Se, come me, alle superiori avete avuto (o avete) problemi con tutto ciò che riguarda lo studio di funzione e l’algebra lineare, ho un solo consiglio per voi: 3Blue1Brown. Dietro questo nome si nasconde il canale YouTube di Grant Sanderson, matematico e divulgatore, e del suo team di collaboratori, che include programmatori e artisti. 3Blue1Brown parte dal presupposto che la matematica sia intrinsecamente visiva e che l’unico modo per spiegarla a fondo sia tramite l’intuizione geometrica e l’animazione grafica in 2D e 3D. Propone una metodologia educativa basata sull’investigazione e sulla formulazione di domande (Inquiry Based Learning, o IBL), e sull’idea che anche studenti e studentesse possano “inventare la matematica” piuttosto che impararla . Personalmente, penso di aver imparato di più con la loro serie sui fondamenti dello studio di funzione e dell’algebra lineare che in ore di lezione frontale in classe. Il punto non è tanto che il metodo di insegnamento tradizionale fosse inadeguato, ma che fosse inadatto ad un bisogno personale che richiede invece un approccio che più adeguato ad un particolare tipo di intelligenza e stile di apprendimento.
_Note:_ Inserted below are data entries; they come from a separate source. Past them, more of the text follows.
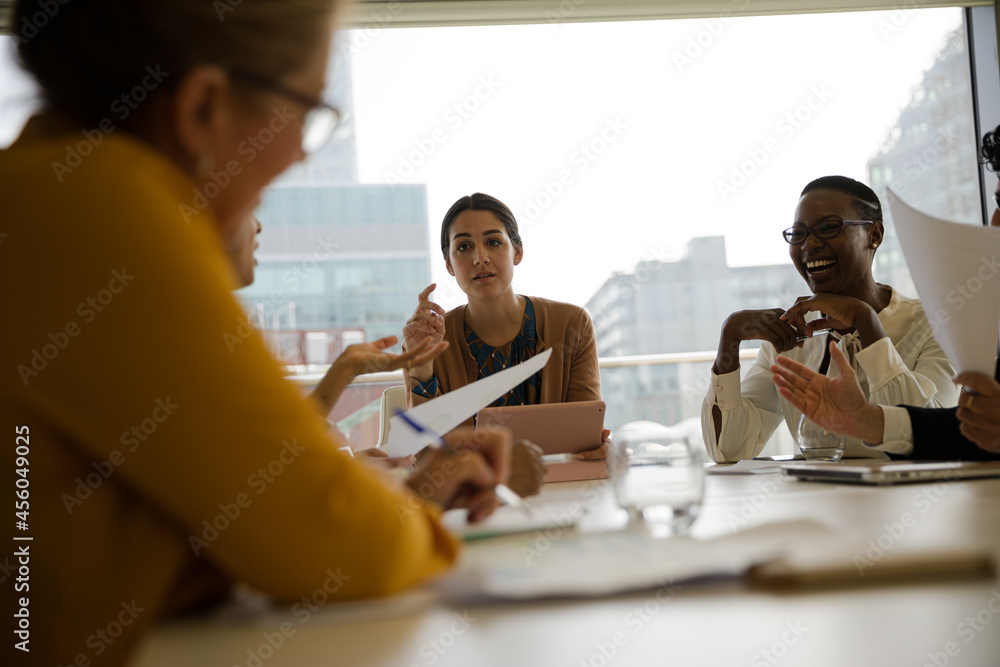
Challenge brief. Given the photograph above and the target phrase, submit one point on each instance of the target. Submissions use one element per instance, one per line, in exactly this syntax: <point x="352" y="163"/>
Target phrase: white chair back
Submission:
<point x="392" y="398"/>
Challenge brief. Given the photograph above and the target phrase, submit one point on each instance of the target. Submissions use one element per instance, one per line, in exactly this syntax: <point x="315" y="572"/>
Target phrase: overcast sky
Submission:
<point x="618" y="142"/>
<point x="673" y="123"/>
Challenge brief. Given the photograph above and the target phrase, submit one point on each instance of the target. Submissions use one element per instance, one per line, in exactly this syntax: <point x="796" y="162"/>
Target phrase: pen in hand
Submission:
<point x="815" y="333"/>
<point x="502" y="491"/>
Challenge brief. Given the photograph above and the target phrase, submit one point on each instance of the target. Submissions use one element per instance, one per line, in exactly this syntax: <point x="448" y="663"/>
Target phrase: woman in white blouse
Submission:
<point x="886" y="336"/>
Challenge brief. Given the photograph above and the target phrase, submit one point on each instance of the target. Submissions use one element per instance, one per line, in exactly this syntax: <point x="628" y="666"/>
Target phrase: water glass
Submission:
<point x="817" y="443"/>
<point x="659" y="483"/>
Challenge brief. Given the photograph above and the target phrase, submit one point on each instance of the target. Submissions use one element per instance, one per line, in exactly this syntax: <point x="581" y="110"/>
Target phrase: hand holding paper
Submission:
<point x="955" y="269"/>
<point x="448" y="411"/>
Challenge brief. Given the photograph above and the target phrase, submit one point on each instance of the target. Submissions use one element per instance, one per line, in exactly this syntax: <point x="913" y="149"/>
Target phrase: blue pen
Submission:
<point x="504" y="492"/>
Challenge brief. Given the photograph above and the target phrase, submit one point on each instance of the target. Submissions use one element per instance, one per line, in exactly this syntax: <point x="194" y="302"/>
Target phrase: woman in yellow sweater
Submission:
<point x="164" y="454"/>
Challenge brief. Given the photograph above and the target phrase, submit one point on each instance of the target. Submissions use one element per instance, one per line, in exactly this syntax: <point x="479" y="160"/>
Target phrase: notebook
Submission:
<point x="558" y="428"/>
<point x="891" y="472"/>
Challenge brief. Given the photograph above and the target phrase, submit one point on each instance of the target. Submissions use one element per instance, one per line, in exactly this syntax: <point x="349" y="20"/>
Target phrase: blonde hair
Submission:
<point x="86" y="54"/>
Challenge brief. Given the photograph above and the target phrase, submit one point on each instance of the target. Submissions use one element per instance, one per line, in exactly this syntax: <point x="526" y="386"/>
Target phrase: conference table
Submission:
<point x="946" y="617"/>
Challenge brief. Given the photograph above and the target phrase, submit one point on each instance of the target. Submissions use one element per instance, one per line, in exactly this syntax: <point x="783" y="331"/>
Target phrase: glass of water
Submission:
<point x="660" y="483"/>
<point x="817" y="443"/>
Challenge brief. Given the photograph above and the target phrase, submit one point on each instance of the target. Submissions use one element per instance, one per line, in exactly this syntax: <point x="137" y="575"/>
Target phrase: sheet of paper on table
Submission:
<point x="447" y="411"/>
<point x="953" y="267"/>
<point x="566" y="562"/>
<point x="745" y="467"/>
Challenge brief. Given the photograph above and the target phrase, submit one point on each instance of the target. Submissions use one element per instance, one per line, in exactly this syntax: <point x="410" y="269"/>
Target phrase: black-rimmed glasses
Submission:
<point x="320" y="121"/>
<point x="825" y="230"/>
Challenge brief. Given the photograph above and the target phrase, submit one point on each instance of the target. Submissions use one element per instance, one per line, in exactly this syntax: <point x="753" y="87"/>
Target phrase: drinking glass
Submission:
<point x="817" y="443"/>
<point x="659" y="482"/>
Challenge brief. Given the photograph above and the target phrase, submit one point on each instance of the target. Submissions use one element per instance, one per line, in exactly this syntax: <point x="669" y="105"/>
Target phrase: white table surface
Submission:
<point x="717" y="623"/>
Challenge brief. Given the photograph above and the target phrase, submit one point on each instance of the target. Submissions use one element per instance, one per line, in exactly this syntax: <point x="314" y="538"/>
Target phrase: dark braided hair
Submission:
<point x="866" y="203"/>
<point x="479" y="202"/>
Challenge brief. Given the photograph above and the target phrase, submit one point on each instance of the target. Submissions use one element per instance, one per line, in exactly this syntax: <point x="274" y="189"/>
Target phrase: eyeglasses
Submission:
<point x="320" y="121"/>
<point x="827" y="229"/>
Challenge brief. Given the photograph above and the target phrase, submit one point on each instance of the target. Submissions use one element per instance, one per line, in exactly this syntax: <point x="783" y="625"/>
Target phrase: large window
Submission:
<point x="652" y="165"/>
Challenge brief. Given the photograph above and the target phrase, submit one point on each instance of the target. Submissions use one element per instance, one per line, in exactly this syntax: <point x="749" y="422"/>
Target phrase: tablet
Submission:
<point x="891" y="472"/>
<point x="558" y="428"/>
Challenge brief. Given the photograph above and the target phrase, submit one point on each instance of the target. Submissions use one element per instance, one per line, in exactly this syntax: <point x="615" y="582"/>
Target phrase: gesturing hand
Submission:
<point x="841" y="313"/>
<point x="752" y="325"/>
<point x="363" y="358"/>
<point x="837" y="404"/>
<point x="425" y="327"/>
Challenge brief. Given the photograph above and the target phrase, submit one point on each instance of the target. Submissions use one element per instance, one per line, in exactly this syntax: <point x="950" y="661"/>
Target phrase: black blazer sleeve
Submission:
<point x="936" y="435"/>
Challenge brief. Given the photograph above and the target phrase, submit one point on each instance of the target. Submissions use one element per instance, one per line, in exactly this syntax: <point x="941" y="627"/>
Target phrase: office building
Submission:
<point x="665" y="307"/>
<point x="928" y="156"/>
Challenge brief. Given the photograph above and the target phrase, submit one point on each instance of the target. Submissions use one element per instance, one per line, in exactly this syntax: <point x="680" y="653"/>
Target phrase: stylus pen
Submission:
<point x="504" y="492"/>
<point x="560" y="458"/>
<point x="815" y="333"/>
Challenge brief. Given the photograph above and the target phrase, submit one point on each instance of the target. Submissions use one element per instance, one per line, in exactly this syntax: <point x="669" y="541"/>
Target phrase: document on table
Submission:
<point x="954" y="268"/>
<point x="745" y="467"/>
<point x="557" y="562"/>
<point x="449" y="410"/>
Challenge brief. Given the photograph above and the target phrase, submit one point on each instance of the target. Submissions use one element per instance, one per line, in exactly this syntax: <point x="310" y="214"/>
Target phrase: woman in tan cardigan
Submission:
<point x="499" y="328"/>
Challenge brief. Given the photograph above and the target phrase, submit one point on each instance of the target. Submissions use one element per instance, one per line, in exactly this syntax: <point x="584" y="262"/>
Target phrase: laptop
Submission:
<point x="557" y="428"/>
<point x="882" y="472"/>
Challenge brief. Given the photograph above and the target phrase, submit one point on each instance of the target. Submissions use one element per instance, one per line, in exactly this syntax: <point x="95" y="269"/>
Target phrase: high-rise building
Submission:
<point x="664" y="307"/>
<point x="340" y="262"/>
<point x="928" y="156"/>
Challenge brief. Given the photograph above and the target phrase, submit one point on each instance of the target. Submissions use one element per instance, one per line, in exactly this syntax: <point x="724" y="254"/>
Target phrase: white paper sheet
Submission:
<point x="955" y="269"/>
<point x="567" y="562"/>
<point x="449" y="410"/>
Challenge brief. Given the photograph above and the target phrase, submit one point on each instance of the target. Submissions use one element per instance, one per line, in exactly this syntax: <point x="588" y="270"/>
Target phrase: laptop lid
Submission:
<point x="891" y="472"/>
<point x="557" y="428"/>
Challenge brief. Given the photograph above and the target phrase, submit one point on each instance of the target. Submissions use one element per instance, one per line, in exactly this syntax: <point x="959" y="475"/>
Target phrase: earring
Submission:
<point x="205" y="163"/>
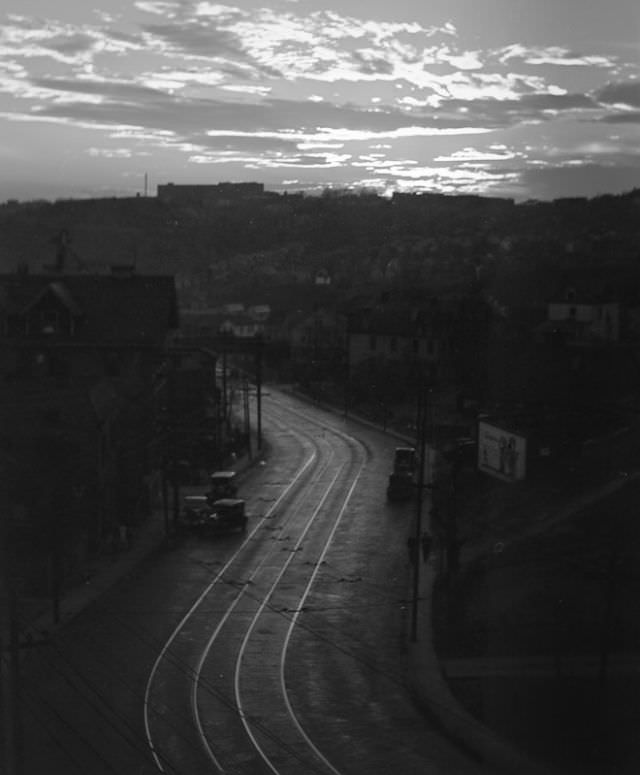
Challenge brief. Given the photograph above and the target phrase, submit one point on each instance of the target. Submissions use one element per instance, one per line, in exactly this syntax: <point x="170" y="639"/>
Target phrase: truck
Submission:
<point x="204" y="518"/>
<point x="401" y="484"/>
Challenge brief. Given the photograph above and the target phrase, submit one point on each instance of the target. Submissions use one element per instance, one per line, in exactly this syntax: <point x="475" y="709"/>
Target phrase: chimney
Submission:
<point x="122" y="271"/>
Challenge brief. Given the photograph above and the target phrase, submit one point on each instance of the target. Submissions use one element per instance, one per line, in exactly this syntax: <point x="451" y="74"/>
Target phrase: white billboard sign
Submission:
<point x="501" y="453"/>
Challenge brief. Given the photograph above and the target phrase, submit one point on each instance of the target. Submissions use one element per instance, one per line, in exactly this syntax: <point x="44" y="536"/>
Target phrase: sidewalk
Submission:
<point x="105" y="571"/>
<point x="432" y="693"/>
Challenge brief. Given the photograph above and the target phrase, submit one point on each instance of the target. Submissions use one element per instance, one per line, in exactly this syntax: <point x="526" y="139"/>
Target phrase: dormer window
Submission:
<point x="49" y="321"/>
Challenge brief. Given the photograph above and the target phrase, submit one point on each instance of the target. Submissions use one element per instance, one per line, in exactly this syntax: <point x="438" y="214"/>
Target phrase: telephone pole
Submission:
<point x="11" y="732"/>
<point x="422" y="445"/>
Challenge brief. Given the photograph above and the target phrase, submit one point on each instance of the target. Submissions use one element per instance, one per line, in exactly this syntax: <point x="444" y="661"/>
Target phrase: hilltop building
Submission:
<point x="203" y="194"/>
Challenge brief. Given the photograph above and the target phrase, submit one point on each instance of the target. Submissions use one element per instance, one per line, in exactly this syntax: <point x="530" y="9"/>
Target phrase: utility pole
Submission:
<point x="422" y="445"/>
<point x="173" y="439"/>
<point x="259" y="394"/>
<point x="247" y="418"/>
<point x="9" y="649"/>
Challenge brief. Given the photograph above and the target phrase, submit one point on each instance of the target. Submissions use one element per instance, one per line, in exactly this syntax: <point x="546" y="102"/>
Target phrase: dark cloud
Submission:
<point x="626" y="93"/>
<point x="188" y="116"/>
<point x="502" y="113"/>
<point x="196" y="39"/>
<point x="586" y="180"/>
<point x="622" y="118"/>
<point x="113" y="90"/>
<point x="205" y="40"/>
<point x="372" y="65"/>
<point x="244" y="144"/>
<point x="71" y="45"/>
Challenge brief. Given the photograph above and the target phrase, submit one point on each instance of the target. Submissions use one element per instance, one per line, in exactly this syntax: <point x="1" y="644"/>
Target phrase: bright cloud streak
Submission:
<point x="185" y="85"/>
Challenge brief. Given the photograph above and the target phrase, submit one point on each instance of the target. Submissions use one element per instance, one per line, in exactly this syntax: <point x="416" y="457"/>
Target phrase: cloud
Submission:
<point x="117" y="91"/>
<point x="631" y="117"/>
<point x="551" y="55"/>
<point x="592" y="179"/>
<point x="625" y="93"/>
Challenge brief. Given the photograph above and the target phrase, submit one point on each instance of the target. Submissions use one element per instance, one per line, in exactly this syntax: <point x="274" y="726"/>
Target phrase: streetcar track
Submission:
<point x="252" y="724"/>
<point x="147" y="703"/>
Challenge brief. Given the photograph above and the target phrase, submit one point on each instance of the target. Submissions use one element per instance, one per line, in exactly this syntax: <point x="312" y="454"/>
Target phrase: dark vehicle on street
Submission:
<point x="401" y="480"/>
<point x="227" y="514"/>
<point x="222" y="484"/>
<point x="196" y="510"/>
<point x="400" y="487"/>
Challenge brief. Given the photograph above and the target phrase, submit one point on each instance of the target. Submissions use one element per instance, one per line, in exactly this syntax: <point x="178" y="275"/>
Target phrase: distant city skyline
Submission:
<point x="529" y="99"/>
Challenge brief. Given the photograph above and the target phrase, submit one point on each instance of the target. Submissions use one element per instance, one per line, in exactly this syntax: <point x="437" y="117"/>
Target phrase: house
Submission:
<point x="79" y="357"/>
<point x="389" y="333"/>
<point x="582" y="320"/>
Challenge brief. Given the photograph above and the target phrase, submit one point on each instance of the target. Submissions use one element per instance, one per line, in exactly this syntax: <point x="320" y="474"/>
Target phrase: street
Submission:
<point x="282" y="650"/>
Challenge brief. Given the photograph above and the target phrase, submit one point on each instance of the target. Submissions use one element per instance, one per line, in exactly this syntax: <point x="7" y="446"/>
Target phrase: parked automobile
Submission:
<point x="227" y="514"/>
<point x="196" y="510"/>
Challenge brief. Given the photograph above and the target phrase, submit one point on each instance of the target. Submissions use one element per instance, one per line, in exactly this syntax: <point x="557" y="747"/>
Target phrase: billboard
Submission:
<point x="501" y="453"/>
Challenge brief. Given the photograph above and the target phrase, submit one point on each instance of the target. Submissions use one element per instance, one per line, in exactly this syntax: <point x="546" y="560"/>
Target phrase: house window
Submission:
<point x="49" y="321"/>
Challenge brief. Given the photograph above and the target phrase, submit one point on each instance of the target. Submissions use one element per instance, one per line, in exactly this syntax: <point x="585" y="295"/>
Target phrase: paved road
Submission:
<point x="279" y="651"/>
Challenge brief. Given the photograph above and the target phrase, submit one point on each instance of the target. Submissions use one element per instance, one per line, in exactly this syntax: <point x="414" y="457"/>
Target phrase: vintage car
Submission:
<point x="227" y="514"/>
<point x="196" y="510"/>
<point x="401" y="487"/>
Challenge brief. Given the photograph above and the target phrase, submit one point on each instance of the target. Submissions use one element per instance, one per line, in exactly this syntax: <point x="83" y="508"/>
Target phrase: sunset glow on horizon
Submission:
<point x="499" y="98"/>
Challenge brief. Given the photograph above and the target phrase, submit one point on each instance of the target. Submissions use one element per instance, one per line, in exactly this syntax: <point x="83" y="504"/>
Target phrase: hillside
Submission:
<point x="520" y="252"/>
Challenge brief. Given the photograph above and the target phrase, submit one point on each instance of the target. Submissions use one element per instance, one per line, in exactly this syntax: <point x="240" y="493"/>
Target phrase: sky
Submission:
<point x="528" y="99"/>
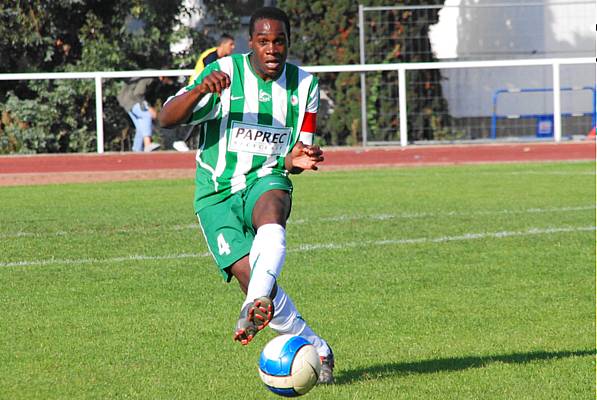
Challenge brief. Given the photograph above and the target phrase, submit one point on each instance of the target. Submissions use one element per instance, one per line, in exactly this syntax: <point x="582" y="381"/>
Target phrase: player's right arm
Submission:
<point x="179" y="108"/>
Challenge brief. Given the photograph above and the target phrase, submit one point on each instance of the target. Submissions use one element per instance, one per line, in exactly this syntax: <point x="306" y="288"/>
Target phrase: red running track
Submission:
<point x="56" y="168"/>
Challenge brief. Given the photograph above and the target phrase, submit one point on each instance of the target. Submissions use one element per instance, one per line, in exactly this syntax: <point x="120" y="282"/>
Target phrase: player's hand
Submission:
<point x="304" y="157"/>
<point x="215" y="82"/>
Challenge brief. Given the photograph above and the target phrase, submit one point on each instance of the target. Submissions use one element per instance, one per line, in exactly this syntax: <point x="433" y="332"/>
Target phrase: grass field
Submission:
<point x="467" y="282"/>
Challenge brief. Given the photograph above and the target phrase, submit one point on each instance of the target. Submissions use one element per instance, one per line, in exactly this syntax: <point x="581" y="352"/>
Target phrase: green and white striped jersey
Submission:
<point x="248" y="129"/>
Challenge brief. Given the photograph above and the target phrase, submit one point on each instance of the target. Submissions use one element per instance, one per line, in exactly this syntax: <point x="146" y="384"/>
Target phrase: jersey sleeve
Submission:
<point x="207" y="108"/>
<point x="309" y="125"/>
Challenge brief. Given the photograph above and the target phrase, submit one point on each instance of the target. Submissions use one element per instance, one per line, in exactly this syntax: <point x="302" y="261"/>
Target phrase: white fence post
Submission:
<point x="363" y="82"/>
<point x="557" y="107"/>
<point x="402" y="107"/>
<point x="99" y="114"/>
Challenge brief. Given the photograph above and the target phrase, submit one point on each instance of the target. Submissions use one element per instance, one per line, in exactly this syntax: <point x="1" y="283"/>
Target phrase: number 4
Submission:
<point x="223" y="246"/>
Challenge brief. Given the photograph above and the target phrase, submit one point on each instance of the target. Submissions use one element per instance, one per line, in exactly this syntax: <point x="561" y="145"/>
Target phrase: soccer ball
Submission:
<point x="289" y="366"/>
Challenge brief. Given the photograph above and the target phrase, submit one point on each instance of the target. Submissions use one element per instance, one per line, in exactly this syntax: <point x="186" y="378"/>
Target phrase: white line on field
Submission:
<point x="312" y="247"/>
<point x="383" y="217"/>
<point x="333" y="218"/>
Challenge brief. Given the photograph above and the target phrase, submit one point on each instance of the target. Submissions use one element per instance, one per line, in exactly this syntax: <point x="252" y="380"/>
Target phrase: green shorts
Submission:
<point x="228" y="227"/>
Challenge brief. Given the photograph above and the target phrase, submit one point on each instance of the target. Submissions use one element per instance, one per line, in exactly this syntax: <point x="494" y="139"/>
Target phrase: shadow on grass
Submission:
<point x="381" y="371"/>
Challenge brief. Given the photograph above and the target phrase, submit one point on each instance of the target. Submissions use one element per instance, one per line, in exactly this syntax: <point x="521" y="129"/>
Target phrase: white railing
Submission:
<point x="401" y="68"/>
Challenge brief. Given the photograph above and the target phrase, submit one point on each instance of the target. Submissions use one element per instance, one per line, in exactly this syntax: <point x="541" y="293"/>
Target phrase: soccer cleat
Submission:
<point x="326" y="375"/>
<point x="253" y="318"/>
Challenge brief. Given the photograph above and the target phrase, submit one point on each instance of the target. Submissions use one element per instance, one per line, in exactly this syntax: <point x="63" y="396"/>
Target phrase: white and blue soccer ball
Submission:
<point x="289" y="366"/>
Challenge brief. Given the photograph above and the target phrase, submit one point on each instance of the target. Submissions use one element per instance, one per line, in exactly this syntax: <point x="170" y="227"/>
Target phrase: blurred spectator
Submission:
<point x="224" y="48"/>
<point x="134" y="98"/>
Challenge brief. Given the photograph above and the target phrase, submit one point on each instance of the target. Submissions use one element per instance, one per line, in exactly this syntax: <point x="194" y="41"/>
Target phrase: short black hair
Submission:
<point x="269" y="13"/>
<point x="224" y="38"/>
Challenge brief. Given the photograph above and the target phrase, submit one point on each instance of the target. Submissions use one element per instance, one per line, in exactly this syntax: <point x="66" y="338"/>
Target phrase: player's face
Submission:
<point x="270" y="48"/>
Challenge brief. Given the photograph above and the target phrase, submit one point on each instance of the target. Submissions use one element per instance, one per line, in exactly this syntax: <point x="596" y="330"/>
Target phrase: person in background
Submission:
<point x="225" y="47"/>
<point x="134" y="99"/>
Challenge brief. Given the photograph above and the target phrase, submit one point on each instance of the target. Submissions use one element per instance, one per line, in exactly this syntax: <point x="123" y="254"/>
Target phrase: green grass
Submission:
<point x="469" y="282"/>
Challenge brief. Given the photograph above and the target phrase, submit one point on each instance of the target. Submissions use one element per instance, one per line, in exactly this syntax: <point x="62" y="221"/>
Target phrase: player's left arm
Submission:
<point x="304" y="155"/>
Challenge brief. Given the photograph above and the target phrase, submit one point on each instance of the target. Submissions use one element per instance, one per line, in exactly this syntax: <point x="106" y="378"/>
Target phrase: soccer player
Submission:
<point x="224" y="47"/>
<point x="258" y="114"/>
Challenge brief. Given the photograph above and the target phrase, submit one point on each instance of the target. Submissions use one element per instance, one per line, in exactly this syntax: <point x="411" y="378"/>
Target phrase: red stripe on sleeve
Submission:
<point x="309" y="123"/>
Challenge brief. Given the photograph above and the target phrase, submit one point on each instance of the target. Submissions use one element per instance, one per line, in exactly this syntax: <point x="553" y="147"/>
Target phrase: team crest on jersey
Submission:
<point x="264" y="96"/>
<point x="259" y="139"/>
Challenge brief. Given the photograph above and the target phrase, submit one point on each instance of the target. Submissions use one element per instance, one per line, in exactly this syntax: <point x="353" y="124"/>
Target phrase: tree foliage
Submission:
<point x="78" y="35"/>
<point x="327" y="32"/>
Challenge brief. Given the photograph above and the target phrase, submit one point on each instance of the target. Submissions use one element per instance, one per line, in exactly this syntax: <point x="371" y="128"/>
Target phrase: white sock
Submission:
<point x="266" y="258"/>
<point x="287" y="320"/>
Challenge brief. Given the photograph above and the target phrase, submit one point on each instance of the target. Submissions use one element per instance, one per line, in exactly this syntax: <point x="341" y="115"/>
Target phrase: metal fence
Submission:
<point x="460" y="103"/>
<point x="401" y="71"/>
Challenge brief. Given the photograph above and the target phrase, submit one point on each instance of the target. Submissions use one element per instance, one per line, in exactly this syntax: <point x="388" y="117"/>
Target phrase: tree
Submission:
<point x="326" y="32"/>
<point x="75" y="35"/>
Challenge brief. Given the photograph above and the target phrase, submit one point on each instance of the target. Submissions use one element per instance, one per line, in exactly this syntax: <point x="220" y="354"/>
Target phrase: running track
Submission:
<point x="59" y="168"/>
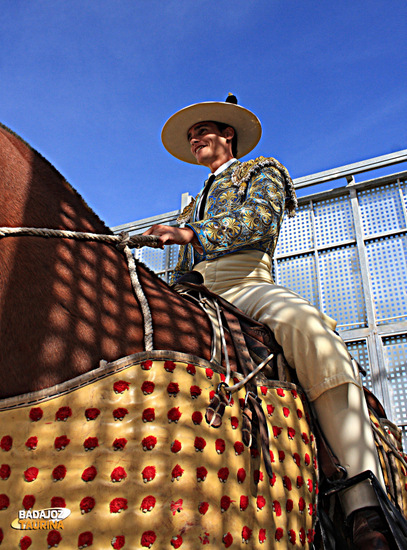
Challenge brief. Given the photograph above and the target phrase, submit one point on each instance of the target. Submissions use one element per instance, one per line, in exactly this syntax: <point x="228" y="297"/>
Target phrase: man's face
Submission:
<point x="209" y="144"/>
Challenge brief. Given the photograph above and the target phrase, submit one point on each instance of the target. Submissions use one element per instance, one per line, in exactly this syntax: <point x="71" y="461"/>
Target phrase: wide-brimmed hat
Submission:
<point x="245" y="123"/>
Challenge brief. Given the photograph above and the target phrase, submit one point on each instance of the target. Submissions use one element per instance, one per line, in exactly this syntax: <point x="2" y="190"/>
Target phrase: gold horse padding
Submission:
<point x="127" y="450"/>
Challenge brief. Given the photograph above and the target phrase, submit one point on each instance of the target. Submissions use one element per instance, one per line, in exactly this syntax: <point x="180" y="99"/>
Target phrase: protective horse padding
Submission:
<point x="182" y="483"/>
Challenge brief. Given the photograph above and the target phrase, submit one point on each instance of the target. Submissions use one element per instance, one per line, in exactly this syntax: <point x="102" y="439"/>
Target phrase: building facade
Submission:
<point x="346" y="252"/>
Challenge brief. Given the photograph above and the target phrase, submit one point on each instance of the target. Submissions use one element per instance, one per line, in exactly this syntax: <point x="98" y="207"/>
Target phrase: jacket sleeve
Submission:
<point x="247" y="224"/>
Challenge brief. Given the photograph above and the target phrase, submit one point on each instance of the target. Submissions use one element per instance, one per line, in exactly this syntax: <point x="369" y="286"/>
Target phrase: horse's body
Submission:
<point x="64" y="304"/>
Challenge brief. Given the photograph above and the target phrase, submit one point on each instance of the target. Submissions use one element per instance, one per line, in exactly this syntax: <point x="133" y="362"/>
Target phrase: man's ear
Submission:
<point x="228" y="133"/>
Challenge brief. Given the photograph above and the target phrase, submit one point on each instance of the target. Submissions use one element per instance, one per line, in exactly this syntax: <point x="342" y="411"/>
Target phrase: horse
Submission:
<point x="107" y="434"/>
<point x="65" y="305"/>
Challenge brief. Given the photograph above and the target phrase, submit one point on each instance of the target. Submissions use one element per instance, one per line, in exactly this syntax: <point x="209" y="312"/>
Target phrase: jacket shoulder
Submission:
<point x="246" y="170"/>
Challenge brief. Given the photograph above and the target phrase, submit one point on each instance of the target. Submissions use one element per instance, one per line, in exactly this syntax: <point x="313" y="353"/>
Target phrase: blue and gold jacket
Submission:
<point x="244" y="211"/>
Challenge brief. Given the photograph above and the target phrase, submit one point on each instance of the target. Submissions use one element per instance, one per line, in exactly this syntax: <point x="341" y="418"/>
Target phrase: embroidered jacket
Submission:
<point x="244" y="211"/>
Ricercatori e ricercatrici non sono concordi su un’unica definizione di intelligenza: alcuni, come Howard Gardner, postulano l’esistenza di intelligenze multiple. Gardner crede che i metodi di insegnamento debbano essere individualizzati anche per un singolo concetto, che solo così risulterebbe alla portata di studenti e studentesse che eccellono in tipi differenti di intelligenza.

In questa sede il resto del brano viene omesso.